Location
- Bury Water Lane Newport, Essex, CB11 3TR England
- 51°59′26″N 0°12′50″E﻿ / ﻿51.990558°N 0.213817°E

Information
- Former name: Newport Free Grammar School
- Type: Academy
- Established: 1588; 438 years ago
- Founder: Joyce Frankland
- Department for Education URN: 138734 Tables
- Ofsted: Reports
- Headteacher: Deborah Warwick
- Gender: Coeducational
- Age: 11 to 18
- Enrolment: 987
- Houses: Thompson Caius Saxie Banstead Morden Trappes
- Former pupils: Old Newportonians
- Website: www.jfan.org.uk

= Joyce Frankland Academy =

Joyce Frankland Academy, Newport, formerly Newport Free Grammar School, is a school in Newport, Essex, England. It was founded in 1588. The school is a mixed secondary school with a sixth form. It previously existed in different forms including a boarding school and a grammar school. The headteacher is Deborah Warwick. As of 2012, there were 987 students, including 160 in the sixth form.

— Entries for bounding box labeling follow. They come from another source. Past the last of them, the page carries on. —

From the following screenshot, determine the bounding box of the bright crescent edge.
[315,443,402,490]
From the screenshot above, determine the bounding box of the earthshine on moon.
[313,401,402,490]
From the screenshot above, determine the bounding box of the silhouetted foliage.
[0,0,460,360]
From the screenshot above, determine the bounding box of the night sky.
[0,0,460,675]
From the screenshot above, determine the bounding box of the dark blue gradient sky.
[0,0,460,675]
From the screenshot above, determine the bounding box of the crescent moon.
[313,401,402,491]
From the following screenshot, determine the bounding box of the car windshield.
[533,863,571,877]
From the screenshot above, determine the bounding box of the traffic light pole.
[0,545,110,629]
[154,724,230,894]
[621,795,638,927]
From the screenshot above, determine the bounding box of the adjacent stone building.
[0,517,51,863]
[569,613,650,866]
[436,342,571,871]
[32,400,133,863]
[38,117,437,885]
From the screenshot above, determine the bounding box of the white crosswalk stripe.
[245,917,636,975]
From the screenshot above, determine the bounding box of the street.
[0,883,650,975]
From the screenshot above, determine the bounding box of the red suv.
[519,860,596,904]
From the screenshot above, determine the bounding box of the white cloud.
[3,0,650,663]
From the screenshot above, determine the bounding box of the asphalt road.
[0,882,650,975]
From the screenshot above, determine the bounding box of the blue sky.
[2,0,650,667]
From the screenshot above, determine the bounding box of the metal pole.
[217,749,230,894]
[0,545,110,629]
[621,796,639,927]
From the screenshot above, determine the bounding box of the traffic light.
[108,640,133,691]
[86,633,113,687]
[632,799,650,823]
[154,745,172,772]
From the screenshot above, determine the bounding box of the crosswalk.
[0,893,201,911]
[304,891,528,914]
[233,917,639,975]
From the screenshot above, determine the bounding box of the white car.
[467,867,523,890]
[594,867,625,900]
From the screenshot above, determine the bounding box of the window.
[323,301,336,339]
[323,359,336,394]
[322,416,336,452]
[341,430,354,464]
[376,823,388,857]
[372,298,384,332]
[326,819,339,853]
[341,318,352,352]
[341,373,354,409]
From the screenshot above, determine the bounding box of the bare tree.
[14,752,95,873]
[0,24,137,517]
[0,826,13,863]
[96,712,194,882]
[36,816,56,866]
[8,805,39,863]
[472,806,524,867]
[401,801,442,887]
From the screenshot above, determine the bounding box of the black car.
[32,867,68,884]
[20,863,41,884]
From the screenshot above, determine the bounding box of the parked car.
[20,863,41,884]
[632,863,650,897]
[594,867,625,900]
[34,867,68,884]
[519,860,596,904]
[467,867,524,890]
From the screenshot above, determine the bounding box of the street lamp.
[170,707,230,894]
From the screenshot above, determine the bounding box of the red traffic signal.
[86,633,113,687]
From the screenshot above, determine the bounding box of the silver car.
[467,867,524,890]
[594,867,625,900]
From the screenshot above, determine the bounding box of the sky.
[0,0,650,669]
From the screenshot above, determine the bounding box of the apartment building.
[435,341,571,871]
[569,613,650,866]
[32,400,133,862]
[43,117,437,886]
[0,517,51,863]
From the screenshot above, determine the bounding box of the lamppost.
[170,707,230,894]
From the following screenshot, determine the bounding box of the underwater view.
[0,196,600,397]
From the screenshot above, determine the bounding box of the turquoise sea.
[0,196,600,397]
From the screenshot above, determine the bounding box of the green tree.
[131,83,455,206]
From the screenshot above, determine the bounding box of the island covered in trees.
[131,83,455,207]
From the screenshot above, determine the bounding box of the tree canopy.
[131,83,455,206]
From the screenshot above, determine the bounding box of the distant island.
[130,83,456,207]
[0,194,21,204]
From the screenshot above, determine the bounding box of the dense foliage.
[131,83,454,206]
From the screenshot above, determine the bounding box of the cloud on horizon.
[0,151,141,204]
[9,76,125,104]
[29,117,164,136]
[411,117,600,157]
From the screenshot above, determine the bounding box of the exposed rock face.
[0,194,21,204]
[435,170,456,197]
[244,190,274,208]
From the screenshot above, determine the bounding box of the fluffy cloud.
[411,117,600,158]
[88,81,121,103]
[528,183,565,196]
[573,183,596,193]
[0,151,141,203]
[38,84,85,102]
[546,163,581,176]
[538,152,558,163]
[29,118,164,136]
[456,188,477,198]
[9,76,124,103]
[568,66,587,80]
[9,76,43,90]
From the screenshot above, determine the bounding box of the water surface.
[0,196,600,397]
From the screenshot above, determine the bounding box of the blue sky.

It takes its current name (since 2012) after Dame Joyce Frankland (1531-1588), the only daughter of goldsmith Robert Trappes, who founded it as the "free Grammer Schole of Newport". Dame Joyce also made a number of educational bequests in her will to colleges at the universities of Oxford and Cambridge.

==Specialist and academy status==
The school achieved Specialist Language College status in July 2003 from DfES and has been a Language College since September 2003. The school achieved a second specialism in Science, commencing 1 September 2008 but this was later lost.

The school converted to academy status on 1 September 2012.

==Academic standards==
In 2011, Newport Free Grammar School was ranked 405th out of the 429 institutions supplying A-Level results to the Daily Telegraph's annual league table based on the percentages of A*, A and B grades achieved.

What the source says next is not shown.